JERRY R. SCHUBEL holds a B.S. from Alma College, a M.A.T. from Harvard University, and a Ph.D. in oceanography from Johns Hopkins University. His areas of research include estuarine and shallow water sedimentation, suspended sediment transport, interactions of sediment and organisms, pollution effects, continental shelf sedimentation, marine geophysics, and thermal ecology. Currently, he is the Director of the Marine Sciences Research Center, and Dean and Leading Professor of Marine Sciences at SUNY Stony Brook. He also is a State University of New York Distinguished Service Professor. He was the senior editor of Coastal Ocean Pollution Assessment, and chairman of the Outer Continental Shelf Science Committee for the Department of Interior Mineral Management Service. He is a member of the New York Academy of Sciences, and a past president of the Estuarine Research Federation. He was a member of the National Research Council's Committee on Marine Environmental Monitoring. He is currently a member of the Marine Board and serves on the Committee on Wastewater Management for Coastal Urban Areas.
R. EUGENE TURNER is Professor, Coastal Ecology Institute, and, Department of Oceanography and Coastal Sciences, Louisiana State University. He received a B.A. degree from Monmouth College (Ill.), a M.S. degree from Drake University (Biology), and a Ph.D. from the University of Georgia (Ecology). His principal research interests are in quantitative coastal ecology
and biological oceanography. He is Chairman, Intecol Wetlands Working Group, serves on several national committees, and is active in scientific matters concerning scientific aspects of coastal environmental management. He is presently a member of the NAS/NRC Marine Board, Habitat Committee, Co-Chair of the EPA Gulf of Mexico Habitat Committee, Book Board of AGU, and Editorial Board Wetlands Ecology and Management.

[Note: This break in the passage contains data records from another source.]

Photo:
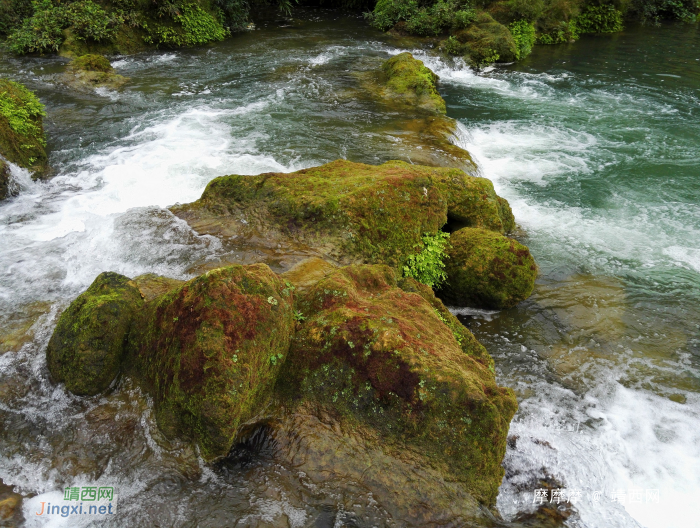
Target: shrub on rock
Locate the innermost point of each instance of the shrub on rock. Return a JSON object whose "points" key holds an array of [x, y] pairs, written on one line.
{"points": [[210, 351], [409, 79], [487, 270], [87, 346], [383, 357], [349, 212]]}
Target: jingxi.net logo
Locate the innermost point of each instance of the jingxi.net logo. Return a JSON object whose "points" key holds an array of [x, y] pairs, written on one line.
{"points": [[83, 500]]}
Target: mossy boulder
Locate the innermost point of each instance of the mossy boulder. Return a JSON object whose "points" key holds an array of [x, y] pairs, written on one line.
{"points": [[487, 270], [87, 346], [348, 212], [210, 350], [381, 356], [93, 71], [486, 41], [5, 190], [22, 139], [410, 80]]}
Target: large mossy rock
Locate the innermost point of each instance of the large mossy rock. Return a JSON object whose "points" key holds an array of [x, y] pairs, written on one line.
{"points": [[88, 344], [210, 350], [488, 41], [487, 270], [408, 79], [381, 356], [5, 189], [22, 138], [348, 212]]}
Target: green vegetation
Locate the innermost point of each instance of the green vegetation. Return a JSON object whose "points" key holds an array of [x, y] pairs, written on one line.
{"points": [[92, 62], [350, 211], [428, 266], [408, 78], [487, 270], [22, 138], [393, 358], [86, 349], [487, 31]]}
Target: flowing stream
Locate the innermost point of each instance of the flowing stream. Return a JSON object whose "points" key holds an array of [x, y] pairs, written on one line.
{"points": [[595, 144]]}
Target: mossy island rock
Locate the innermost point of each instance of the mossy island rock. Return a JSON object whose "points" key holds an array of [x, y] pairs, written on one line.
{"points": [[383, 357], [5, 188], [486, 41], [93, 71], [408, 79], [87, 346], [22, 139], [348, 212], [210, 351], [487, 270]]}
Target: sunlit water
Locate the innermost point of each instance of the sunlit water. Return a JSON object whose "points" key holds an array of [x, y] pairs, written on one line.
{"points": [[595, 145]]}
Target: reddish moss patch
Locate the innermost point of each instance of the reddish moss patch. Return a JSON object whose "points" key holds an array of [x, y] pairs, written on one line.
{"points": [[383, 356], [210, 350]]}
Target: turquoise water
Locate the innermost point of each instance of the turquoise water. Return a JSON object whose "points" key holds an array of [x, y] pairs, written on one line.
{"points": [[595, 144]]}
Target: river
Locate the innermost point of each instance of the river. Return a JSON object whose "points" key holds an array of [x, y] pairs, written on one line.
{"points": [[595, 144]]}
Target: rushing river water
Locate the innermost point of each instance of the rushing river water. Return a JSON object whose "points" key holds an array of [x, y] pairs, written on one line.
{"points": [[595, 144]]}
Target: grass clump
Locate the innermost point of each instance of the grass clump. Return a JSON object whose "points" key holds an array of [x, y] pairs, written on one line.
{"points": [[428, 266], [22, 138]]}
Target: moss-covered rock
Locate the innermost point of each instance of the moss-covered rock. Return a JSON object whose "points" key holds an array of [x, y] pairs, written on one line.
{"points": [[22, 138], [87, 346], [210, 351], [407, 78], [382, 357], [487, 270], [93, 71], [348, 212], [487, 41]]}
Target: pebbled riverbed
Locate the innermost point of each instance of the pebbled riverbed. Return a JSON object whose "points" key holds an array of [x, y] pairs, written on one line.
{"points": [[596, 146]]}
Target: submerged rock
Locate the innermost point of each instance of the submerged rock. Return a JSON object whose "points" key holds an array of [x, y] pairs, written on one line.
{"points": [[22, 138], [382, 357], [408, 79], [487, 270], [210, 351], [87, 346], [348, 212], [93, 71]]}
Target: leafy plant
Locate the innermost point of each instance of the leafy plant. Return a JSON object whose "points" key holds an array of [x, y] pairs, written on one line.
{"points": [[428, 266], [524, 35], [600, 19]]}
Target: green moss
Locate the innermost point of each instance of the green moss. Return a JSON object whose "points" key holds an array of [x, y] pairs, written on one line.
{"points": [[487, 270], [92, 70], [382, 356], [22, 138], [348, 211], [599, 19], [210, 350], [409, 78], [92, 62], [87, 346]]}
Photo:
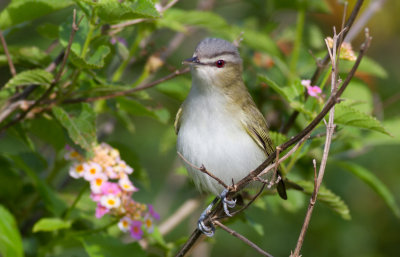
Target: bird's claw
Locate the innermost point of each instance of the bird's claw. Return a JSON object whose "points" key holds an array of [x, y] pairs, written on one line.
{"points": [[227, 203], [207, 230]]}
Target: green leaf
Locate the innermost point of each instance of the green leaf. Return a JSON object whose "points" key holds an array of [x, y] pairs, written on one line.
{"points": [[111, 11], [135, 108], [31, 77], [374, 182], [10, 238], [48, 30], [277, 138], [177, 88], [26, 56], [108, 246], [346, 115], [80, 35], [95, 61], [25, 10], [51, 224], [327, 197], [79, 120]]}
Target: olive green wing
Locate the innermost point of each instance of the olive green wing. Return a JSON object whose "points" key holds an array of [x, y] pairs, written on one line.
{"points": [[257, 128], [177, 122]]}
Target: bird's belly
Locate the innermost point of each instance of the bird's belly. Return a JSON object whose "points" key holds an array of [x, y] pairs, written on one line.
{"points": [[222, 146]]}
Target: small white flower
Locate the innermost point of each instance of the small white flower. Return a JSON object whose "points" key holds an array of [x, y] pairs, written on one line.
{"points": [[98, 182], [126, 185], [110, 201], [124, 224], [123, 167], [92, 169], [72, 155], [76, 170]]}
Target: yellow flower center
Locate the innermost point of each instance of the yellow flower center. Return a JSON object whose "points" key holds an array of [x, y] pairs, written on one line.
{"points": [[99, 181], [79, 168]]}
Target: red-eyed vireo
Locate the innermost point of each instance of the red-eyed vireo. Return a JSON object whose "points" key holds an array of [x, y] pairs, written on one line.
{"points": [[219, 125]]}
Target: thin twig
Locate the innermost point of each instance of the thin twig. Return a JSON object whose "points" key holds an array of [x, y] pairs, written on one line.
{"points": [[333, 99], [321, 66], [10, 63], [244, 239], [334, 52], [54, 82], [373, 7], [176, 218], [127, 92], [204, 170]]}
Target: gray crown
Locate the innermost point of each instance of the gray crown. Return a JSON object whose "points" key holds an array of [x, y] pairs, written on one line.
{"points": [[211, 47]]}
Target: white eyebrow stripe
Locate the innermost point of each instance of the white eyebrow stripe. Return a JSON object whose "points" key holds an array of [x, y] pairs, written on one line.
{"points": [[225, 57]]}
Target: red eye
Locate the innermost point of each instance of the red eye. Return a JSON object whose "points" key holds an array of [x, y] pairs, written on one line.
{"points": [[220, 63]]}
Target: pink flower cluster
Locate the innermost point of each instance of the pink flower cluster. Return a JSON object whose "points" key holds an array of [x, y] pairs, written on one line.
{"points": [[313, 91], [112, 189]]}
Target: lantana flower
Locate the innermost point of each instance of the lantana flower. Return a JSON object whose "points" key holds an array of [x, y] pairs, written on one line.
{"points": [[112, 189], [313, 91]]}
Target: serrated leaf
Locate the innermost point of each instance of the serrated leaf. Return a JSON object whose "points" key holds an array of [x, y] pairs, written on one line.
{"points": [[99, 245], [51, 224], [26, 56], [346, 115], [95, 61], [48, 30], [31, 77], [19, 11], [111, 11], [327, 197], [135, 108], [374, 182], [80, 35], [10, 238], [79, 120]]}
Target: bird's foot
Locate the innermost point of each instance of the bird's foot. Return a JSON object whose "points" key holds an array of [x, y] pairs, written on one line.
{"points": [[207, 230], [227, 203]]}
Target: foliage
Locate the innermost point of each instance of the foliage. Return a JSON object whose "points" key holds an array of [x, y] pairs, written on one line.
{"points": [[103, 95]]}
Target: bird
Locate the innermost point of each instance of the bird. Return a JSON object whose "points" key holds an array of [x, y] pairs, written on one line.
{"points": [[218, 125]]}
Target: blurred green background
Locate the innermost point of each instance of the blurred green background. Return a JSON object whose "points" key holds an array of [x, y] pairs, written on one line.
{"points": [[149, 145]]}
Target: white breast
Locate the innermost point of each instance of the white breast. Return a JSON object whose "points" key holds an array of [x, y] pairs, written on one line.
{"points": [[212, 137]]}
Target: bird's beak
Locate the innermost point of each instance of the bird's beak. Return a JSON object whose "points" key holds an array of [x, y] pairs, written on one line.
{"points": [[191, 61]]}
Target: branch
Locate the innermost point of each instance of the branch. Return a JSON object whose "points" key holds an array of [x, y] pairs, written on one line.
{"points": [[10, 63], [321, 66], [333, 99], [75, 27], [329, 132], [244, 239]]}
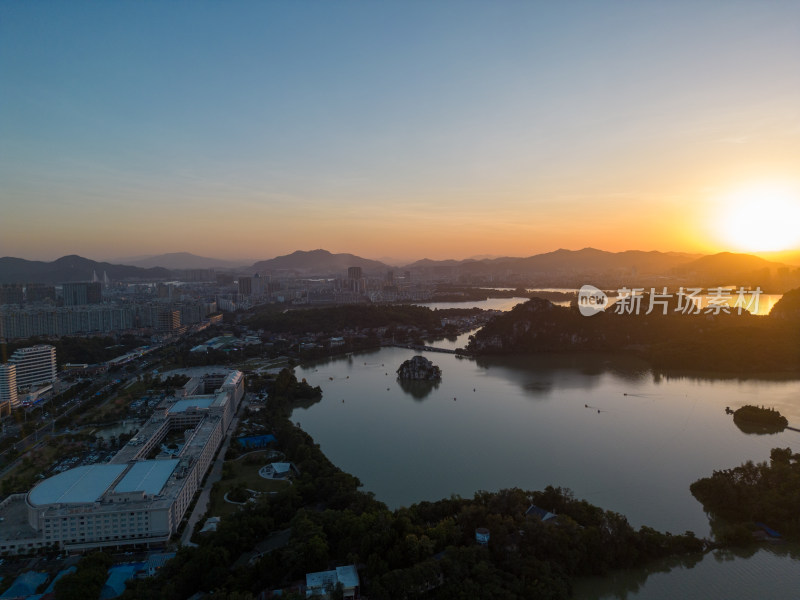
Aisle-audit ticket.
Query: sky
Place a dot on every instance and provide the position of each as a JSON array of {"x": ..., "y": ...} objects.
[{"x": 398, "y": 130}]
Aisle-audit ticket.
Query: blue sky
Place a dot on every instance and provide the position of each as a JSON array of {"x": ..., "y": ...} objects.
[{"x": 440, "y": 129}]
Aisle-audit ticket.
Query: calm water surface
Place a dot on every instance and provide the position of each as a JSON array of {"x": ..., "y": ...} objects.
[
  {"x": 764, "y": 572},
  {"x": 533, "y": 421}
]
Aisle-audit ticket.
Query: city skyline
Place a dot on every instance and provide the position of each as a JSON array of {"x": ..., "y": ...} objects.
[{"x": 397, "y": 130}]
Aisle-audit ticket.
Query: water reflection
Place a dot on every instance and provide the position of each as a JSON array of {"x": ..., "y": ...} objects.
[
  {"x": 750, "y": 572},
  {"x": 757, "y": 428},
  {"x": 539, "y": 375},
  {"x": 418, "y": 389}
]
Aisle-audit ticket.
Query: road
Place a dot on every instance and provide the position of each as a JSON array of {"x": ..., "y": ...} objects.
[{"x": 214, "y": 475}]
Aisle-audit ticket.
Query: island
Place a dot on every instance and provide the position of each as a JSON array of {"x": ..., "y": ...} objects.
[
  {"x": 755, "y": 419},
  {"x": 419, "y": 368}
]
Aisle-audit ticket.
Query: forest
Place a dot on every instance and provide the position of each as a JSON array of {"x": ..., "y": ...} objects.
[
  {"x": 741, "y": 343},
  {"x": 753, "y": 493}
]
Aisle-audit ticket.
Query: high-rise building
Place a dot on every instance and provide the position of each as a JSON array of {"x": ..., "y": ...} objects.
[
  {"x": 35, "y": 365},
  {"x": 245, "y": 286},
  {"x": 10, "y": 293},
  {"x": 39, "y": 292},
  {"x": 8, "y": 388},
  {"x": 80, "y": 293}
]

JOY B. ZEDLER holds a Ph.D. in botany (plant ecology) from the University of Wisconsin. Since 1969 she has been at San Diego State University (SDSU) and is currently a professor of biology at SDSU and director of the Pacific Estuarine Research Laboratory. Her research interests include salt marsh ecology; structure and functioning of coastal wetlands; restoration and construction of wetland ecosystems; effects of rare, extreme events on estuarine ecosystems; dynamics of nutrients and algae in coastal wetlands; and the use of scientific information in the management of coastal habitats. She recently worked on a compilation of literature on the creation and restoration of wetlands for the U.S. Environmental Protection Agency. Dr. Zedler was appointed as a member of the Water Science and Technology Board July 1991.